Minhas referências moldam minhas incoerências. Os acertos comprados, os mal pagos. Os ganhos e as perdas. Os erros que me embalam e me governam; me cegam e me acordam. Contraditórias, as referências. As minhas - Plágios suspeitos, sutis, de pensamentos. Plágios com referências bibliográficas de grandes obras, ou não. São as referências disseminações de pesquisas e de nervos. São o produto da escolha e do trabalho sobre algum assunto, de alguém que, um dia, quis se tornar referência. Ou, são apenas referências: Deitadas nas ruas, escoradas nas esquinas, estacionadas em frente à farmácia. Uma cor, um consultório, um crítico, um psicólogo. São apenas referências. Na música, na arte, no cinema, nos livros, nas pesquisas científicas. Cada área com as que lhes faz parte. E eu aqui, tentando achar as minhas para conseguir o assunto do dia.
Um assunto - eu o procuraria pelas minhas divagações, se não fossem em forma de rizomas malandros; enganosos, afoitos e escondidos em mim, por mim. Assim, não o encontro. Não penso nos livros que já li, porque a maioria ficou pela metade, e eu não saberia desdobrar o possível tema, tirado deles, até o fim. Preciso de uma referência. Talvez alguém que tenha lido muitos livros até o final e, além disso, saiba falar sobre. Alguém que me lançaria um desafio com um assunto sem sentido, se sozinho. Um assunto que me deixaria sem argumentos, mais enrolada que as minhas divagações...
Não, pensando melhor, isso não seria uma boa idéia, seria o ápice do desamor-próprio. Não vou pedir a ninguém palpite algum. Tenho minhas músicas, meus filmes, meus gostos gastronômicos. Tenho um mapa da cidade, acesso à biblioteca, explanações diárias de professores. Não sei para quê tanto alarde por causa de um assunto. Tenho mentiras imaginárias, um segredo de Estado, estratégias de guerra. Tenho todas as referências para uma boa escolha. Então, por que eu não resolvo isso de uma vez?

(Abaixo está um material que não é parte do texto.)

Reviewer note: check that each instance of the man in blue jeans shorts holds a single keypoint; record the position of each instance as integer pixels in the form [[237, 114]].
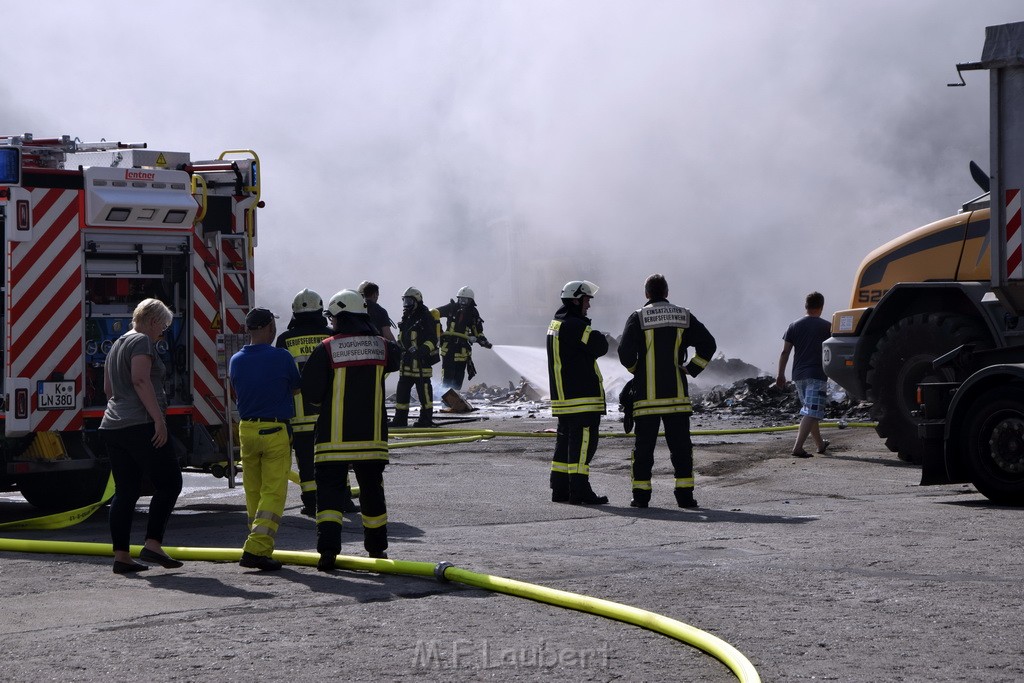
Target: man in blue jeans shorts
[[806, 336]]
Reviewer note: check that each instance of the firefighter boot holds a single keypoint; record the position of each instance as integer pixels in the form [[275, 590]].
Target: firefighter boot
[[559, 487], [641, 498], [582, 494], [684, 498], [426, 418], [308, 504]]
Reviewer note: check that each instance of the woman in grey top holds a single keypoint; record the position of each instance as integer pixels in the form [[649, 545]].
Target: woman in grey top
[[134, 431]]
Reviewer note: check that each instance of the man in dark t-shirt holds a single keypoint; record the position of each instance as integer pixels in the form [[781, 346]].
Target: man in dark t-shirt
[[806, 336], [378, 314]]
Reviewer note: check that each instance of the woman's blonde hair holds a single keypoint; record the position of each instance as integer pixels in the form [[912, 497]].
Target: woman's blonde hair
[[151, 310]]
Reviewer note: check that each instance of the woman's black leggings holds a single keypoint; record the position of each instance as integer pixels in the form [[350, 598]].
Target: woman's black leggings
[[132, 458]]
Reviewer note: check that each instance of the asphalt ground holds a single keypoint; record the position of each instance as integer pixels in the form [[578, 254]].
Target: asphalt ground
[[837, 567]]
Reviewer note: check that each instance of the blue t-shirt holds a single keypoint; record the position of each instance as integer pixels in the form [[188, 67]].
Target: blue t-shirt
[[806, 336], [264, 379]]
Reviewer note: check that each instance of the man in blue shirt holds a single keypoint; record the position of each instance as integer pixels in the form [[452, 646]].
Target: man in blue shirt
[[806, 336], [264, 379]]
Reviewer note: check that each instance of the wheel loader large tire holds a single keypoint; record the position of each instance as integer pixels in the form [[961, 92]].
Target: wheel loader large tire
[[903, 359]]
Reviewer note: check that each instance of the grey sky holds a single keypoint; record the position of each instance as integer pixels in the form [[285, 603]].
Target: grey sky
[[749, 151]]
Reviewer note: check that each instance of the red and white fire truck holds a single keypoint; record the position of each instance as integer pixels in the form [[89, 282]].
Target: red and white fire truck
[[89, 229]]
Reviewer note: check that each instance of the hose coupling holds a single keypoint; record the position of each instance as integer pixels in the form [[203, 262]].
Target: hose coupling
[[439, 569]]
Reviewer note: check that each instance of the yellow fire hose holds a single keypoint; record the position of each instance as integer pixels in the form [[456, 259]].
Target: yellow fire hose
[[718, 648], [684, 633]]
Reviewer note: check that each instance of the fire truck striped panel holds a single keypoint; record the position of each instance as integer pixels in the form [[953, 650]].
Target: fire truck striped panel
[[44, 302], [207, 388], [1015, 269]]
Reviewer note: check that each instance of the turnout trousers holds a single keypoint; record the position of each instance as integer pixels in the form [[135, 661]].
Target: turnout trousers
[[424, 391], [266, 460], [332, 479], [453, 372], [677, 436], [302, 443], [576, 443]]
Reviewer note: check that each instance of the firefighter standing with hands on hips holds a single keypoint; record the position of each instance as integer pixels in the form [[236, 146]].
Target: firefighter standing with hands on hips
[[464, 328], [418, 339], [305, 331], [653, 348], [577, 394], [344, 376], [264, 379]]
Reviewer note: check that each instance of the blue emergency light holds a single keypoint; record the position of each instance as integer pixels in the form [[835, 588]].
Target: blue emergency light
[[10, 166]]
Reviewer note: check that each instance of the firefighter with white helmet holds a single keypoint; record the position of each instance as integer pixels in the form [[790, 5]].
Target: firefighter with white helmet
[[577, 394], [306, 329], [464, 327], [344, 377], [418, 332]]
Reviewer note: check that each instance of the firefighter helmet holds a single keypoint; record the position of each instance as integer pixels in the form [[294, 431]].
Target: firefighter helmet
[[578, 289], [412, 297], [346, 301], [306, 301]]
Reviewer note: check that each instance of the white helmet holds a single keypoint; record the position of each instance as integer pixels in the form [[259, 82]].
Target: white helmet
[[346, 301], [306, 301], [413, 293], [578, 289]]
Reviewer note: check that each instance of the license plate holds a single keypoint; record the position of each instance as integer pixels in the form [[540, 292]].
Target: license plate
[[56, 395]]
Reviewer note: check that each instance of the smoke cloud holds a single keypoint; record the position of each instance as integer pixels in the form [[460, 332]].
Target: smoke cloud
[[751, 152]]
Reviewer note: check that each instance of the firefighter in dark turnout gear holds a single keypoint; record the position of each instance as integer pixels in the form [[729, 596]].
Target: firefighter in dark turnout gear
[[418, 339], [577, 394], [305, 331], [464, 327], [653, 348], [344, 376]]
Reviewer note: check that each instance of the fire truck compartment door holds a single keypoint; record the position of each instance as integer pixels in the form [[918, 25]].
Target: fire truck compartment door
[[138, 198], [18, 406], [17, 223]]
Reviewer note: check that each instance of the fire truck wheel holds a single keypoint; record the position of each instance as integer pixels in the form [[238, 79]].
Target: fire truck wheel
[[993, 443], [903, 359], [65, 491]]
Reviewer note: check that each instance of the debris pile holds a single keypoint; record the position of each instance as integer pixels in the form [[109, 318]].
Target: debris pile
[[750, 397], [514, 393], [758, 396]]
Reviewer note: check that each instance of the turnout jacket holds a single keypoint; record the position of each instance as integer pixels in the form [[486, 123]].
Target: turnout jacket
[[463, 322], [653, 348], [305, 332], [418, 339], [574, 379], [344, 376]]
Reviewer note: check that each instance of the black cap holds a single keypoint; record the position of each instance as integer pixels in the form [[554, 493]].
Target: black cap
[[259, 317]]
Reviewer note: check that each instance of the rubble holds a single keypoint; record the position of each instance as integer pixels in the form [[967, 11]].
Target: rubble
[[758, 396], [751, 397]]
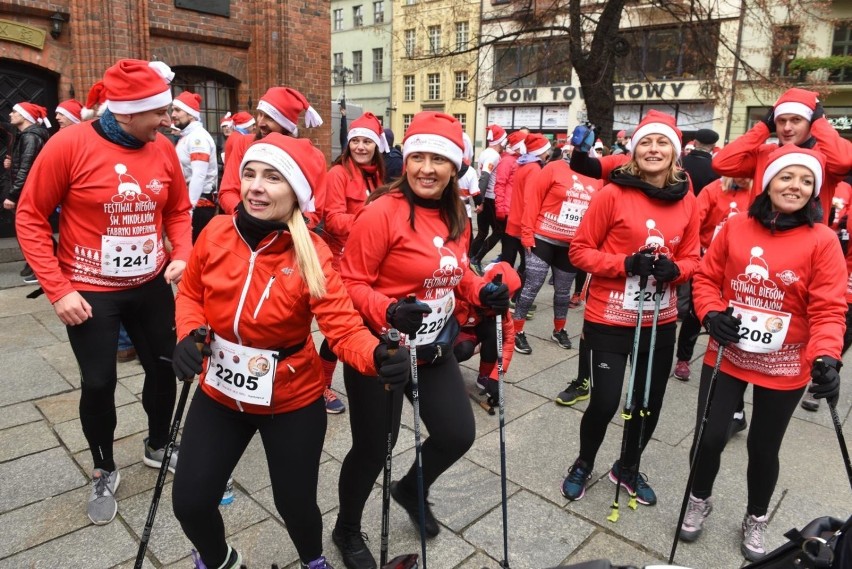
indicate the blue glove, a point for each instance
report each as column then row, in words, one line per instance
column 583, row 138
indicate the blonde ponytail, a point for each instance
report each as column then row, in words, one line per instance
column 306, row 254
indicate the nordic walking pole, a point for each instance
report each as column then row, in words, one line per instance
column 418, row 451
column 832, row 408
column 627, row 412
column 644, row 411
column 697, row 451
column 200, row 336
column 393, row 345
column 498, row 280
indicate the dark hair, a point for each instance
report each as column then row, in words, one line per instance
column 377, row 161
column 451, row 207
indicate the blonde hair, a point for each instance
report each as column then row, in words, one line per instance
column 674, row 176
column 306, row 254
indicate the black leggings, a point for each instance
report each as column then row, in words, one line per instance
column 445, row 411
column 542, row 257
column 214, row 439
column 607, row 378
column 148, row 315
column 770, row 417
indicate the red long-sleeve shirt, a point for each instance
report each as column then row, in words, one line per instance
column 615, row 226
column 115, row 202
column 747, row 156
column 800, row 272
column 558, row 199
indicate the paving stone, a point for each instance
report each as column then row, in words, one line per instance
column 25, row 376
column 18, row 414
column 93, row 547
column 540, row 533
column 41, row 522
column 21, row 473
column 25, row 439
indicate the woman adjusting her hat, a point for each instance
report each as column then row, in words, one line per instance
column 771, row 290
column 411, row 240
column 257, row 280
column 642, row 227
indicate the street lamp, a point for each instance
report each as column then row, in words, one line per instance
column 340, row 75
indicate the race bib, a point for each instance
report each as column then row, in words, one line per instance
column 442, row 311
column 572, row 213
column 632, row 293
column 242, row 373
column 761, row 330
column 128, row 256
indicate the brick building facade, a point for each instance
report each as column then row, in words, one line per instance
column 229, row 59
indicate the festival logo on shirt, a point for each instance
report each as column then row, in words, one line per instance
column 754, row 287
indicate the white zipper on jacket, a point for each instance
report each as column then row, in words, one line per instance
column 264, row 296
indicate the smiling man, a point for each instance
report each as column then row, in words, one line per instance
column 121, row 189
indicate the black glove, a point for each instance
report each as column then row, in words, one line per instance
column 665, row 270
column 769, row 119
column 826, row 379
column 495, row 296
column 407, row 317
column 394, row 369
column 639, row 264
column 187, row 358
column 582, row 138
column 818, row 112
column 723, row 327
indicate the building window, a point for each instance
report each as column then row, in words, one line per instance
column 842, row 45
column 461, row 85
column 462, row 35
column 433, row 81
column 434, row 40
column 378, row 63
column 462, row 118
column 408, row 88
column 357, row 66
column 540, row 63
column 410, row 42
column 674, row 52
column 218, row 92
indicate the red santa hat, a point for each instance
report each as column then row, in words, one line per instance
column 71, row 109
column 494, row 134
column 189, row 103
column 36, row 114
column 243, row 120
column 297, row 159
column 434, row 132
column 797, row 102
column 515, row 142
column 94, row 101
column 792, row 155
column 136, row 86
column 656, row 122
column 284, row 104
column 368, row 126
column 537, row 144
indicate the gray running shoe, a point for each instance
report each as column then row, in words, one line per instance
column 154, row 457
column 102, row 505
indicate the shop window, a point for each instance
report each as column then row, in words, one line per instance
column 218, row 93
column 671, row 52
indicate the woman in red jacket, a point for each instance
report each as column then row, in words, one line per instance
column 411, row 240
column 642, row 224
column 356, row 173
column 257, row 279
column 784, row 276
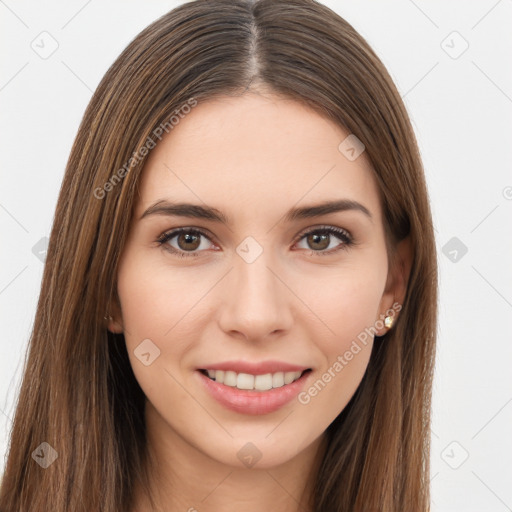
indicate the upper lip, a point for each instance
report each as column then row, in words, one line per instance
column 260, row 368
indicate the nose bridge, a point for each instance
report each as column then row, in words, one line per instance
column 255, row 303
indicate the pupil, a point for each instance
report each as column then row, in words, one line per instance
column 188, row 238
column 318, row 239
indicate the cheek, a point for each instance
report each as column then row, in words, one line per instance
column 348, row 307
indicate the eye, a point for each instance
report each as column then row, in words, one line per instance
column 321, row 239
column 187, row 241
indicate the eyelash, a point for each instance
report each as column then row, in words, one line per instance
column 342, row 234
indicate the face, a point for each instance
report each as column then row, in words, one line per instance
column 252, row 284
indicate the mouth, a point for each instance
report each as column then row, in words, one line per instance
column 251, row 382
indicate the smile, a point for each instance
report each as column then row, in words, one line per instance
column 247, row 381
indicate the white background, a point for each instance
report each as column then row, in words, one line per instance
column 461, row 109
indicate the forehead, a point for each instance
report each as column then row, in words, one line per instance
column 255, row 151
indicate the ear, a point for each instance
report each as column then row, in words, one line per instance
column 396, row 284
column 115, row 317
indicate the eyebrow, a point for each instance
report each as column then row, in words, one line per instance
column 164, row 207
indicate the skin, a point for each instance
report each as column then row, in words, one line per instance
column 253, row 157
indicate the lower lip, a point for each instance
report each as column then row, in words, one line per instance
column 253, row 402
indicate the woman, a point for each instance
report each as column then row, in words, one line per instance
column 238, row 308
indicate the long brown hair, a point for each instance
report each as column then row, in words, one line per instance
column 79, row 393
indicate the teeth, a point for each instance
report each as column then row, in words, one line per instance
column 246, row 381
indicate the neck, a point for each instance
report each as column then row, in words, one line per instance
column 184, row 479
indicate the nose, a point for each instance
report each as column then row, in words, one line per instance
column 256, row 302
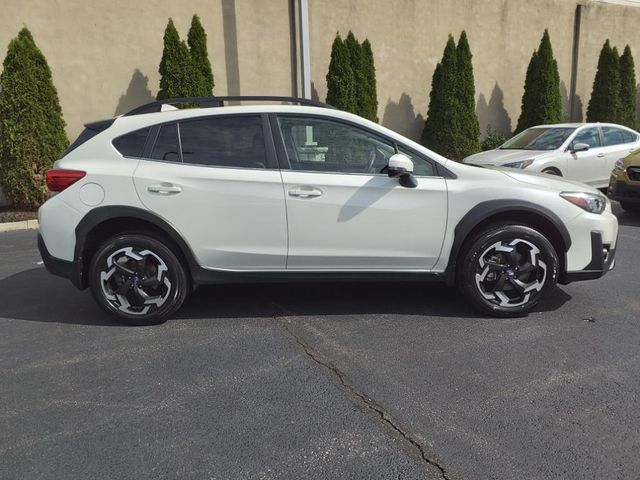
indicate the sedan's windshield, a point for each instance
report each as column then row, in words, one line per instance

Pois é, eu também não sei. Mas, se não for preguiça, deve ser algo bem parecido. O meu medo é que esse seja o meu estado de espírito. Uma conduta que não acompanha a velocidade com que minha imaginação passa pelos clarões que se abrem. Sempre perco a idéia antes de grudá-la em algum papel. E a idéia se vai...Ou se esconde, como minhas referências. Sei que existem à distância. Que se distanciam mais e mais. E vai chegando a hora de entregar o trabalho, e eu não consegui sequer o assunto para começar. Continuo percorrendo as ruas devagar, quase parando. Parei. Cansei de pensar – Vai ficar para outro dia.